= Alfonso Ramírez (count) =

Spanish nobleman

Alfonso Ramírez (fl. 1150–1185) was a Spanish nobleman of the Kingdom of León, who ruled the Bierzo intermittently between 1167 and his death.

He was the son of Ramiro Froilaz and Inés (Agnes), who was "descended from the kings of France" according to her epitaph. He married Teresa, a daughter of Álvaro Rodríguez and Sancha Fernández de Traba. The couple had a daughter, Inés, and a son, Rodrigo. Alfonso is first mentioned in the historical record in a document dated 22 May 1150. On 22 September, Ramiro ceded to his sons Alfonso and Froila the arras (bridal gift) he never gave their mother.

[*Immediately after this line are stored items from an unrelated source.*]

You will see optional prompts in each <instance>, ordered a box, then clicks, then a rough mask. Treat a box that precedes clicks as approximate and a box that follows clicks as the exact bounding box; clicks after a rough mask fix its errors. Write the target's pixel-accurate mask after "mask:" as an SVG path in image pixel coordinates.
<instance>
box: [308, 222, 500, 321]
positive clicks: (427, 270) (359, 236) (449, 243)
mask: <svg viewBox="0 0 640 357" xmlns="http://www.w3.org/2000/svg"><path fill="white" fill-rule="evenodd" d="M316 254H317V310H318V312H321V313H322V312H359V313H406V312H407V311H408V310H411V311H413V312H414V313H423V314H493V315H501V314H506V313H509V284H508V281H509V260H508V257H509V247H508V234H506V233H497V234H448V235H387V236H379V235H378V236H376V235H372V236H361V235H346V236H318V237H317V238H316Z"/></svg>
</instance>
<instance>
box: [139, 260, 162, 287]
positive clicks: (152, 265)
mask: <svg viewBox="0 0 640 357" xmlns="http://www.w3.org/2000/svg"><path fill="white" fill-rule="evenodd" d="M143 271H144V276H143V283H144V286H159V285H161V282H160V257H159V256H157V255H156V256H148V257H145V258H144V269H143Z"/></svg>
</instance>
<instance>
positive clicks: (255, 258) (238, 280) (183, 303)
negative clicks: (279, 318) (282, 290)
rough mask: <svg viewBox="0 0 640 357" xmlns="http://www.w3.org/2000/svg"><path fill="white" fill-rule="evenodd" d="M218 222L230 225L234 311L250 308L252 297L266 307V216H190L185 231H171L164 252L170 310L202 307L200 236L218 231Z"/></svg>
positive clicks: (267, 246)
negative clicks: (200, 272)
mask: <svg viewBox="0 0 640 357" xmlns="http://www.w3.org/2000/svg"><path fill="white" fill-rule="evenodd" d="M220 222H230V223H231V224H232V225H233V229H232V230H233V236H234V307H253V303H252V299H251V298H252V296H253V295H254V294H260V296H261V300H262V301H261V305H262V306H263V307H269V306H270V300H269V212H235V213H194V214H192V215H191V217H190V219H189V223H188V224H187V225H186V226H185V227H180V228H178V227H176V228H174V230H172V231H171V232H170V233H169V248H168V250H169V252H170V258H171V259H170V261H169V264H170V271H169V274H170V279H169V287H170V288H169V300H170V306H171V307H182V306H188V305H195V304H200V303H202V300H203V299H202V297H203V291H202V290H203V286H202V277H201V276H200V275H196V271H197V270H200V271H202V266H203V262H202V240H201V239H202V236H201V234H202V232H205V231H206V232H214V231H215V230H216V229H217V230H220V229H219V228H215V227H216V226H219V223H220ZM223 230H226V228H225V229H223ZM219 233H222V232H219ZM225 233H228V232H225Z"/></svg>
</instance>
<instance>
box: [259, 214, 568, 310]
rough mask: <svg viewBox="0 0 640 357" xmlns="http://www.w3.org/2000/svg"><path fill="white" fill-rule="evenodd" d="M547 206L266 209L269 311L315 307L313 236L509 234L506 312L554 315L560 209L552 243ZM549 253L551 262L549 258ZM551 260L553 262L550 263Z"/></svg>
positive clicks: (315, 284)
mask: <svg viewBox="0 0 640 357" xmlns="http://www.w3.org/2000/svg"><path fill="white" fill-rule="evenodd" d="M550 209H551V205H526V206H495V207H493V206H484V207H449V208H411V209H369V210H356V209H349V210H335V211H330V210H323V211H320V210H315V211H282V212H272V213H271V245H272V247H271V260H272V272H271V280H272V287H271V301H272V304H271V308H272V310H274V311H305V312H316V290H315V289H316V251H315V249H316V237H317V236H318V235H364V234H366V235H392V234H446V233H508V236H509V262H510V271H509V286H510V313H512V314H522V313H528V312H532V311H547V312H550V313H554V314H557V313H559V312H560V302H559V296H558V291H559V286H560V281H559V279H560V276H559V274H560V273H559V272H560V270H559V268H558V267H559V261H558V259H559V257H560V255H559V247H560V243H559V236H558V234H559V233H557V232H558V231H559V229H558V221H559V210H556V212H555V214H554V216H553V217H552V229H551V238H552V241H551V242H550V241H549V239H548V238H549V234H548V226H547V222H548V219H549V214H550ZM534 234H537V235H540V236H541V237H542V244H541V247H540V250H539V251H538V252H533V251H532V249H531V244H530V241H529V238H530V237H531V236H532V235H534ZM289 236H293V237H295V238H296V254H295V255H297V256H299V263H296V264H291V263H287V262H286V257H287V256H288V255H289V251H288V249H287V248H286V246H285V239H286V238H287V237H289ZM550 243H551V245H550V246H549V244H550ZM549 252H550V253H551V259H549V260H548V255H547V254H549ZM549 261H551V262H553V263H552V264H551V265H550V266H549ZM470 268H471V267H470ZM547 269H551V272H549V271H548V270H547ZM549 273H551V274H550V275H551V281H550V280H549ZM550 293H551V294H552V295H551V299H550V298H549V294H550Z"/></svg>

By 13 May 1167 Alfonso's father had handed over part of the Bierzo to him. By 15 January 1170 he was in complete control of the Bierzo. By 20 January Alfonso could boast the title count (Latin comes), the highest rank granted in the kingdom. Shortly after this the tenencia of the Bierzo was revoked. He briefly governed it again in July 1178, but in September he was sine terra, without land. He then governed it for the third and longest time from 18 August 1180 until 12 October 1185. He died shortly thereafter. At various times he also held the tenencias of Valcárcel (1169), Villabuena (1170), Asturias de Oviedo (1170–71), Ciudad Rodrigo (1177–78), Salamanca (1177–78), Riaño (1181–83), Aguilar de Esla (1182), Ulver (1182–85), Valdeorras (1182–83), and Astorga (1185). He is also known to have made a donation to the Hospitallers on 8 March 1184.